When you think of aircraft graveyards your first thought is probably Victorville, California – the Walmart of second hand aircraft – not Alice Springs, home to the only aircraft graveyard in the Southern Hemisphere.
Last month, the Asia Pacific Aircraft Storage (APAS) facility – received its first resident an EMB-120 Brasilia. APAS is capable of holding 250 large aircraft up to Code E – A340-600 or B747 – size. Designed as a storage and aircraft on-sale facility, it also has the capability to break down aircraft that reach the end of their service life.
APAS markets itself as a local alternative to the graveyards on the US West Coast “offering significant fleet efficiencies and costs savings”. Even so, airlines were initially reluctant to park aircraft with three years passing before the first Brasilia arrived.
Alice Springs is seemingly perfect for a graveyard: an ATC tower that can offer 24 hour service if required, no curfew, no noise complaints, and it enjoys year round balmy 30+ degree, low humidity weather.
As a Free Trade Zone Victorville offers substantial commercial advantages – there’s no tariffs or quotas – and it is a 24/7 U.S. Customs port of entry. Alice Springs offers neither of these benefits. Pratt & Whitney, GE, Boeing and Federal Express all have large operations at SCLA, and the size of the operations drives economies of scale that makes parking, on-sale or aircraft recycling significantly cheaper. Managing these functions has supported a very lucrative diversification for maintenance/support contractors who kick the tyres and undertake an engine run or two on the stored aircraft. You can have your fleet stripped and painted. While there is a limitless supply of material to support the training colleges that certify ~200 new AME’s per annum.

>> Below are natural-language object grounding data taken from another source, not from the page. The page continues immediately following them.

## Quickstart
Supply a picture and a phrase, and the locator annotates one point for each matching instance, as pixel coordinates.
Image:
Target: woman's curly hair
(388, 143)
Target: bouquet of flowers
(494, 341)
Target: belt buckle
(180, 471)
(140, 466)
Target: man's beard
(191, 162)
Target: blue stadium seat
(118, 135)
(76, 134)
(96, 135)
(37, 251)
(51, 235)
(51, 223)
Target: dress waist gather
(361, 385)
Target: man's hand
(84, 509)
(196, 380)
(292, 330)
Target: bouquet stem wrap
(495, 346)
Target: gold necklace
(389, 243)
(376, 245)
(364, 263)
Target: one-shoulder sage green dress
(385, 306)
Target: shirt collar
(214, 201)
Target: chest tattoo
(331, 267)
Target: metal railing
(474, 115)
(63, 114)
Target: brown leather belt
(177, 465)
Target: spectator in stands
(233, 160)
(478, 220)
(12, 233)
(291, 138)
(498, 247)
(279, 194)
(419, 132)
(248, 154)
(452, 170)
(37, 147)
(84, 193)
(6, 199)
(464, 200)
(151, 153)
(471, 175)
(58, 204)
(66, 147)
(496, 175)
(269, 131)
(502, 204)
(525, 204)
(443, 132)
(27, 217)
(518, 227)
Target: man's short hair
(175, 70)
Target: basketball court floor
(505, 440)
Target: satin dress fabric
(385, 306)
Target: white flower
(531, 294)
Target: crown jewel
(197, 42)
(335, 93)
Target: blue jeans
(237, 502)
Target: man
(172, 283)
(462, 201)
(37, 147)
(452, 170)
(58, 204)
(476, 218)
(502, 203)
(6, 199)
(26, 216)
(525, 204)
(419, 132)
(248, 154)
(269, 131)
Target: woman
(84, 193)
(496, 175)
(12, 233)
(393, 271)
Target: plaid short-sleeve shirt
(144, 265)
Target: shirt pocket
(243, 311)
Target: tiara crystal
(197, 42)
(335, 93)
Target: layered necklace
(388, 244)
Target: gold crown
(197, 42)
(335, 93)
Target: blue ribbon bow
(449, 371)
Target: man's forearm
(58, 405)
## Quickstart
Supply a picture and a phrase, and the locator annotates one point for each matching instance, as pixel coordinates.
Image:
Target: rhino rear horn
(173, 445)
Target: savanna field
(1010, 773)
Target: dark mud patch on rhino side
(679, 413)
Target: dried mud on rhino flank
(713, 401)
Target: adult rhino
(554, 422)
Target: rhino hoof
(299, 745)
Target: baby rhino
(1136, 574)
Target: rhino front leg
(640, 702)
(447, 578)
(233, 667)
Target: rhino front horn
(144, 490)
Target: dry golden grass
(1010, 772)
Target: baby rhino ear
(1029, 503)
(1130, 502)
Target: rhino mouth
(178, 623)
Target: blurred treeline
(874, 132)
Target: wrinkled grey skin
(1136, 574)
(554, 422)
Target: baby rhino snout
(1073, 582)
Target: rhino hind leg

Plenty of Asia-Pacific airlines, including Qantas, are looking for a storage solution closer to home. With enough aircraft parked, similar economies of scale may eventually allow APAS to offer the same. And growth will only be an opportunity for economic diversification in the red centre, which currently relies so heavily on tourism.
It’s important industry and the Federal Government realise the APAS facility delivers a new long-term strategic capability to Australia’s aerospace industry.